Elena Balestri of FAO is in charge of uploading data to the Fisheries website, but regularly encounters issues with species / taxon names that contain spelling errors.

We therefore seek the facility in a “mini”-VREVirtual Research Environment. that offers the following facilities on a per-file base;

  1. Upload a csv file with 5 columns; id; ‘arrays’ of names of Target species, associated species, discard species and protected species. (The arrays here are comma separated strings)
  2. Split the ‘arrays’ (normalize over all columns, that is a new feature) or enable another feature to identify the string values between consecutive commas
    1. (I would normalize to a table with columns id / speciesType / name )
    2. I would also add some columns to hold the results; returnName / returnSource / error
  3. For each string; use the ICIS CLM to match against the CLM species. Accept ‘some level’ of discrepancy (e.g. 3 wrong characters for name strings longer than 8 characters)

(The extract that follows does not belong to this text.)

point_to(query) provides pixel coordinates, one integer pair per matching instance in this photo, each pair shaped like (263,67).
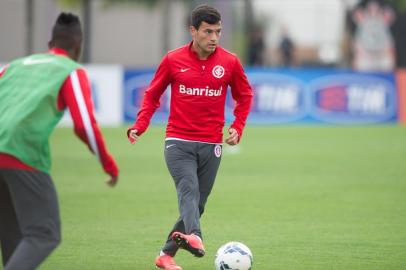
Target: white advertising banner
(106,83)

    1. After this first check, allow for users to manually continue on the AFSIS list
    2. Fill the columns returnName / returnSource / error
    3. After this check is complete, ask if user wants to continue
  4. For all unmatched records, perform a similar match against WoRMS names
    1. ONLY perform this for the records where no name as found in ASFIS
    2. First find matching names, using a similar discrepancy acceptance as above (or taxamatch)
    3. Allow a manual search phase after the automatic phase has ended
  5. Allow users to override any values added to the returnName column.

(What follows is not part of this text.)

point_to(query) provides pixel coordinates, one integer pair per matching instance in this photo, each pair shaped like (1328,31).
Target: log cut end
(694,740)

    1. If such an action is performed, ensure that also the returnSource and error fields are updated
    2. Maintain for these records a roll-back feature
  6. Generate a return set with some metadata on the process
    1. For example: Of x-records, y were 100% matched against AFSIS automatically, z were partially matched against AFSIS etc.

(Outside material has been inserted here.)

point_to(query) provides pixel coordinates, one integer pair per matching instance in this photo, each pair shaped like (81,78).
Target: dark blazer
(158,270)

    2. Generate a denormalized datafile identical to the input, but with one columns for matched and unmatched values

In order to further structure Elena’s request, can we please agree on the following activities:

  1. Inform the consortium of the planned activity in next PEB (22 April);
  2. Describe the use case and expected activities, benefits in an iMarine products page (22 April – Anton, with update after PEB);
  3. Once the page is described and reviewed, contact developers for an assessment of implementation costs (02 May earliest);
  4. Review the cost / benefits at PEB and SB level (end May);
  5. Implement the feature as a VREVirtual Research Environment., if permission has been granted by project management (TBD).